Both teams are playing the 2nd of back-to-back games, Warriors off a close win over the Celtics and Lakers off a blowout loss over the Suns.

Monta's played the whole game yesterday so you probably have to factor in some fatigue but I thought it'd be interesting to see how the Warriors do in this one.

Go Warriors!


----------



## gi0rdun (May 31, 2007)

I was going to post this earlier but I left it on a tab and I forgot to press post.

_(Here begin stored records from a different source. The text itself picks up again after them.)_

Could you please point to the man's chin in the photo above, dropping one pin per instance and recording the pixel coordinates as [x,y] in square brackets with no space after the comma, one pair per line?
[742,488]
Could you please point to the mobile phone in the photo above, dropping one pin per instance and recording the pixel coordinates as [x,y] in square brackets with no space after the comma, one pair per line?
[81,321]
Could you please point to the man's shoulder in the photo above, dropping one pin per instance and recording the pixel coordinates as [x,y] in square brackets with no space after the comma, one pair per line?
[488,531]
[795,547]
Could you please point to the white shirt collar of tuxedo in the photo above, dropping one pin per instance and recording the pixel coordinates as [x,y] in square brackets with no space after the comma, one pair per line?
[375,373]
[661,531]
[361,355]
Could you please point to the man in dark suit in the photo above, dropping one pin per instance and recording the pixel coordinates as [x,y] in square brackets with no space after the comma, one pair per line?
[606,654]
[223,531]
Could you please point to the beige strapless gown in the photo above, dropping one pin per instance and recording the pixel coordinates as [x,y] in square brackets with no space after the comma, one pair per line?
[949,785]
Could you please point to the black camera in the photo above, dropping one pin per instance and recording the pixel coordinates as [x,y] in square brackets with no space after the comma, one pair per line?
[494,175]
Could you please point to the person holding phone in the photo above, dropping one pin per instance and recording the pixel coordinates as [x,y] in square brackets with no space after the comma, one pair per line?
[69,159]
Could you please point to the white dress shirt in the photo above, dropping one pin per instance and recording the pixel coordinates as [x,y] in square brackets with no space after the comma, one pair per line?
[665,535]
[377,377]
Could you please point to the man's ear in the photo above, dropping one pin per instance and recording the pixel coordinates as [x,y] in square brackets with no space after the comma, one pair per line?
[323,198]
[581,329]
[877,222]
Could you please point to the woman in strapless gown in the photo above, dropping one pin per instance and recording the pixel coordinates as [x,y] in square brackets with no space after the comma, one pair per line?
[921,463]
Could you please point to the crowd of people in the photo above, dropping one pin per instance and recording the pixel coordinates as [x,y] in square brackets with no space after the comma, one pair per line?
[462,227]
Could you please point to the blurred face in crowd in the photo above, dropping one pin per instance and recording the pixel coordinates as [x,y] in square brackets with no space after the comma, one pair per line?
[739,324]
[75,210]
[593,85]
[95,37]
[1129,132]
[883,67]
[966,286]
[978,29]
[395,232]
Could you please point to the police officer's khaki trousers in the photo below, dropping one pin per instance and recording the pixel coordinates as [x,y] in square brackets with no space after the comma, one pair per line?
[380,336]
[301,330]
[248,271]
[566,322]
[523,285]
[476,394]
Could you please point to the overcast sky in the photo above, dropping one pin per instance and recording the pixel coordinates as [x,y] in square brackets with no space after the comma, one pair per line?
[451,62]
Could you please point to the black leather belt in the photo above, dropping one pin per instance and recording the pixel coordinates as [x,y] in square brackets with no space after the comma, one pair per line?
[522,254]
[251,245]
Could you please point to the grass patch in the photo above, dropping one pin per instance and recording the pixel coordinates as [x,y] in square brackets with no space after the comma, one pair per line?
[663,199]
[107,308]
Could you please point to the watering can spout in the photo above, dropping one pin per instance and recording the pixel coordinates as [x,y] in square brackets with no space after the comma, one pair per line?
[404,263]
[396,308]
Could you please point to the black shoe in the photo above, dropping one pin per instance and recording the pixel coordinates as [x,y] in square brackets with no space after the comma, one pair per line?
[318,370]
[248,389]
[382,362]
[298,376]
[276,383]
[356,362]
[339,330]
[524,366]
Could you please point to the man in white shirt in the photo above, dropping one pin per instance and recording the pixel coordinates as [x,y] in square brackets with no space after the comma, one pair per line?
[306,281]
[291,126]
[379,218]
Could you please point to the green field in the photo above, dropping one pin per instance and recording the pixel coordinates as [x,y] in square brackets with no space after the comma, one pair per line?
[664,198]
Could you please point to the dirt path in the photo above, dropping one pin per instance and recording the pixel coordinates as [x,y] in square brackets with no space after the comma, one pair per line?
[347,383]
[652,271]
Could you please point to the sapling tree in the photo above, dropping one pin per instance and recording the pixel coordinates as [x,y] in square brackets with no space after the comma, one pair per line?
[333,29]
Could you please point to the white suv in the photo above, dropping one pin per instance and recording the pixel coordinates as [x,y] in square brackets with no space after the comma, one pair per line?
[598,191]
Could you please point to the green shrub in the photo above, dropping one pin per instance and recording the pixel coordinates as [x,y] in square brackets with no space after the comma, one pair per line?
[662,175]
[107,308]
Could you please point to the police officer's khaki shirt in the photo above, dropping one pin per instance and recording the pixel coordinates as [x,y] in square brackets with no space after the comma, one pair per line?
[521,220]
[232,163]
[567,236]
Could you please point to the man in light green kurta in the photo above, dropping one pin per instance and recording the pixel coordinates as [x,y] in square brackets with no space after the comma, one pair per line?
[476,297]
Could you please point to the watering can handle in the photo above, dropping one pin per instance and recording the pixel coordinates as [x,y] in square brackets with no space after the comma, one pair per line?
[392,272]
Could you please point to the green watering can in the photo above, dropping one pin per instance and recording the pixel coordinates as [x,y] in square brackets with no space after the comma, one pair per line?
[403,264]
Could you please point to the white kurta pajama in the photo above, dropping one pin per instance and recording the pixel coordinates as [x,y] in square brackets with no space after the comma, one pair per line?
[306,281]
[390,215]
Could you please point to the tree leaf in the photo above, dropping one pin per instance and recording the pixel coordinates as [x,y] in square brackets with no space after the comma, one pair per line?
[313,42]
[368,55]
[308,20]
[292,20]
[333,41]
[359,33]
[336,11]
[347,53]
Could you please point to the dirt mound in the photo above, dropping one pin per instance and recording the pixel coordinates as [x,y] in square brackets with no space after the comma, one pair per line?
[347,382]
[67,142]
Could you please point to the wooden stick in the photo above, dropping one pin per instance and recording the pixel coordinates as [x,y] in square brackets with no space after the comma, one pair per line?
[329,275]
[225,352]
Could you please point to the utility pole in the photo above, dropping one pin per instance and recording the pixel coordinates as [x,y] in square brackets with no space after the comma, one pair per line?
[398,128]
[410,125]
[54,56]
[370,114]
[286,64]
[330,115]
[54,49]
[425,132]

Warriors look like they're on their way.


----------



## Basel (Mar 31, 2005)

They're playing really well right now. But I don't think they continue to shoot 55% for the rest of the game.


----------



## gi0rdun (May 31, 2007)

Warriors are gonna lose.


----------



## gi0rdun (May 31, 2007)

Nice sequence right there. Big block by Randolph. Kid's gonna be good.


----------



## Dissonance (Jul 21, 2004)

Turiaf with the block leads, to fast break and Maggette with the dunk.

78-77, Lakers up. 

Maggette with 19 pts.


----------



## Dissonance (Jul 21, 2004)

Warriors have some good talent, it's just mismatched. Before they trade the core that they should go with(Biedrins, Curry, Ellis, AR), they need to fire Nelson.


----------



## gi0rdun (May 31, 2007)

Turiaf with the D


----------



## gi0rdun (May 31, 2007)

Man that block is worthy of block of the year.


----------



## Basel (Mar 31, 2005)

Turiaf has been big in this 3rd quarter.


----------



## Dissonance (Jul 21, 2004)

88-86 Lakers at the end of 3. I thought once the Lakers broke through and took the lead, they take control of this game. W's hanging in there.


----------



## Basel (Mar 31, 2005)

Close game. Lakers appear to finally be taking control, but you can never count out the Warriors with their offense.


----------



## gi0rdun (May 31, 2007)

Lakers are pulling ahead!


----------



## gi0rdun (May 31, 2007)

Yes CJ


----------



## Basel (Mar 31, 2005)

Warriors refuse to go away.


----------



## Dissonance (Jul 21, 2004)

109-108 Lakers with 4 mins to go.

Then Kobe gets fouled. Injured fingers are hurting.


----------



## gi0rdun (May 31, 2007)

Morrow has a beautiful touch.


----------



## Dissonance (Jul 21, 2004)

Man, he can shoot. Maybe I should've included him in the core that they should keep.


----------



## Dissonance (Jul 21, 2004)

That was a dumb foul. 

Then Kobe gets Ted afterwards.


----------



## gi0rdun (May 31, 2007)

1 point game!!!


----------



## Dissonance (Jul 21, 2004)

Lakers are gonna win. Warriors just couldn't get stops when it was 3 pt game (all 4th it feels like) and then down 1. Then Turiaf missed the FTs that would've gotten it back 1 again.


----------



## Basel (Mar 31, 2005)

Warriors bench production has been good tonight.


----------



## Basel (Mar 31, 2005)

Good game from the Warriors. If they keep playing with this effort all season long, they could potentially make some noise.


----------